London Office Guide

The Midtown Market

The main thrust of the TMT sector, which averages floorplate sizes of approx. 7,000 sq ft, has been from Central St Giles across Midtown to Angel (Derwent’s Angel Building) in the north. Cost has been a significant driver in this strong and growing sector that favours a relaxed working environment over condensed office arrangements. Whilst Soho and Covent Garden were the locations of choice, cost and availability has clearly moved this sector through need. A clear “cause and effect” scenario worthy of closer scrutiny by property industries’ researchers. Is it significant for instance that Canary Wharf does not seem to be a viable option and why?

One major agency predicts that TMT will provide over 35% of office demand across London in 2012 with names like Linkedin and Skype on the trawl and likely to secure space over the next 12 months. There is no doubt that Midtown provides the assets needed to cater for this demand in all respects except for the important one — supply. And a great irony of the financial crisis so far is that by putting a lot of development activity on ice through financial constraints it has led to a spiral of rental growth as occupiers compete to acquire what little stock is available.

Midtown currently offers approx. 8% availability. This comprises approx 4m sq ft predominantly made up of secondhand space. Recently completed new schemes such as 1 Kingsway are achieving strong returns as discussed above but are lacking in number. The development pipeline needs bolstering if this market is to compete and continue to establish itself as the main market that it deserves to be. Take up is down, but not due to lack of interest but simply the lack of options to consider.

The home grown sectors of Midtown are showing strong signs of thriving with Hult International Business School securing the 23,500 sq ft Conquest House on John Street and the legal world seeing strong activity also.

There is of course an undertone of nervousness across London and rental growth can be considered an irony rather than a signal of organic growth. The headline “waking up to uncertainty” is not without firm foundation and as we all know in the property world nothing beats uncertainty to “put a few things off” for a while.

As Q1 moves comfortably on to Q2, I wonder whether the steady flow in Midtown will be for stronger activity or a steady downward descent in activity? As an agency active in this location we are currently stretched to the limit with ongoing projects and long may this last.

I hear no uncertainty in my client base or the occupiers that I talk with, despite it all.
Q1 always kicks off on a singularly awkward note due to its distinct dissociation from Q4. Q1 hops nicely to Q2 and on, until Q4 drops off the cliff, returning uncomfortably to Q1. This is a feeling exacerbated by the addition of the year. That last digit seemingly distorting the world of statistics irrevocably. If it’s going to happen, it will be between Q4 and Q1.

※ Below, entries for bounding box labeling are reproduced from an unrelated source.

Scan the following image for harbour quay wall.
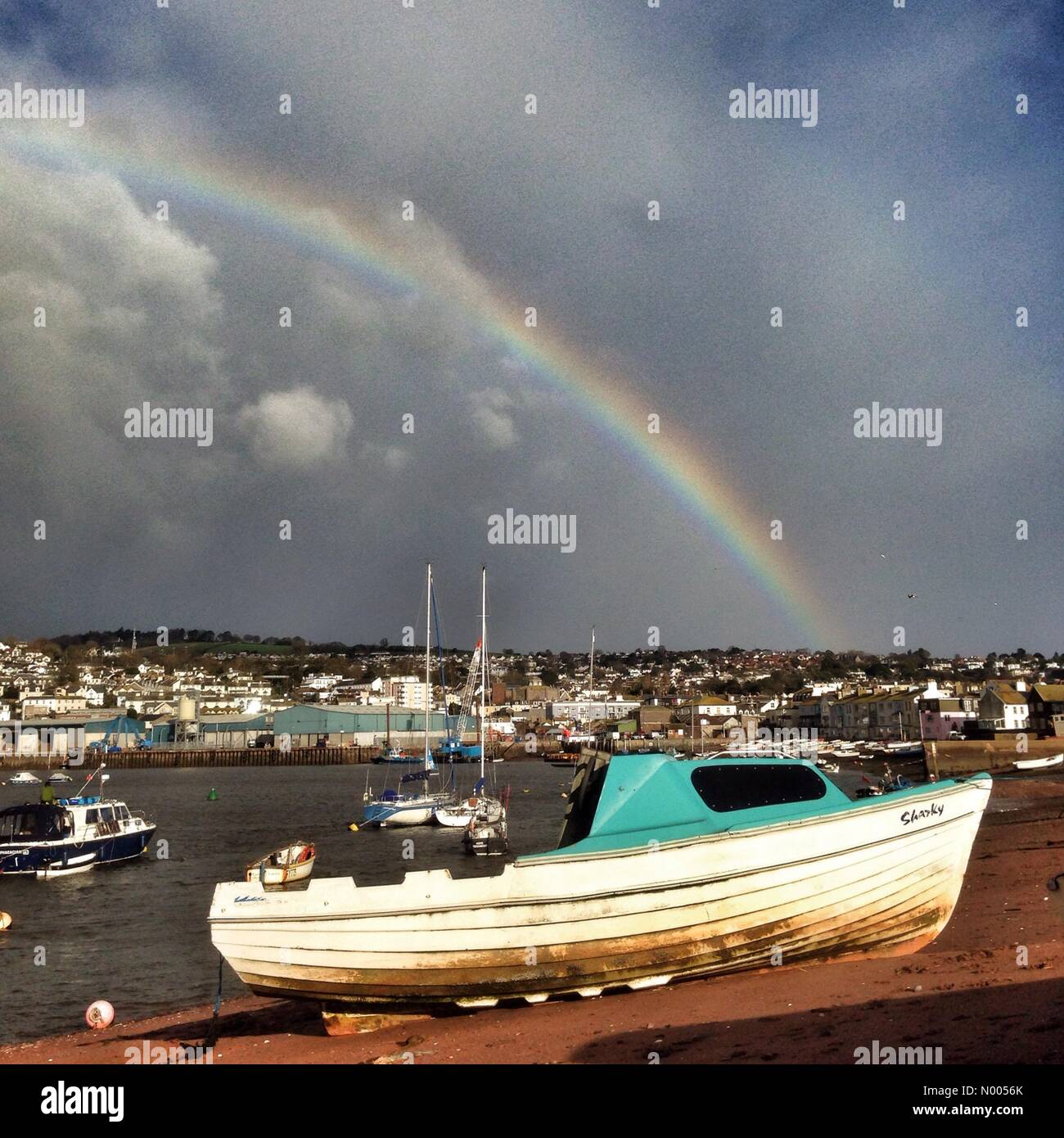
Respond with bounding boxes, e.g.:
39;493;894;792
0;747;380;770
924;734;1064;779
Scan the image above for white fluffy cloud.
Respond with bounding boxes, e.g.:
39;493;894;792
239;386;355;471
470;388;518;450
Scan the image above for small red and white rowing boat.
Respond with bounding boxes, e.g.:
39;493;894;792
1012;752;1064;770
245;842;314;885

And the shift from Q4/11 to Q1/12 is no rulebreaker. Recent property reports bear uncomfortable promise with headlines such as “Waking up to uncertainty” and “the summer is over (well, I never) but…”. Indeed Barclays Capital recently provided commentary, after much research, on the statistical correlation between the erection of towers and the depression of economies. Skyscraper construction having an “unhealthy correlation” with financial crashes. The Shard being noted as the ultimate harbinger of downturn (bearing a beautifully Tolkien image with it) and spawning a headline “Shard could signal crisis, says BarCap”. Are we in for a storm?

On the ground though, things are different. Midtown has few “skyscrapers” and activity has been strong with continued rental growth, albeit created through a worrying lack of supply rather than overwrought demand for new space. Indeed the location is losing high rise office space as landmark office towers such as Centrepoint seem destined for residential conversion. What will local agents do when robbed of the opportunity to break the ice with that little fact that Centrepoint famously stood empty for almost a decade after development back in 1966?

The last quarter has seen a busy time in Midtown with significant lettings such as 25,000 sq ft to John Laing Plc at UK and European Investments Ltd’s, 1 Kingsway, London WC2 at a staggering £65.00 per sq ft and Farrer and Co LLP leasing of 21,000 sq ft at 20 Lincoln’s Inn Fields WC2 at a rent reflecting almost £37.00 per sq ft. The former reflecting the rent that can now be dictated in the area due to the lack of supply of new office accommodation generally across London and the high levels being achieved in the West End of over £95.00 per sq ft.

Midtown has been a main benefactor of the rise of the so called TMT, or Telecommunications, Media and Technology, sector and in particular Google taking approx. 160,000 sq ft in Central St Giles amongst others. Lack of supply in the area has caused a great opportunity to be THE London TMT centre, which Midtown could be, to be lost as Microsoft and Experian were finally drawn to Victoria as a base due to the availability of large floor plates.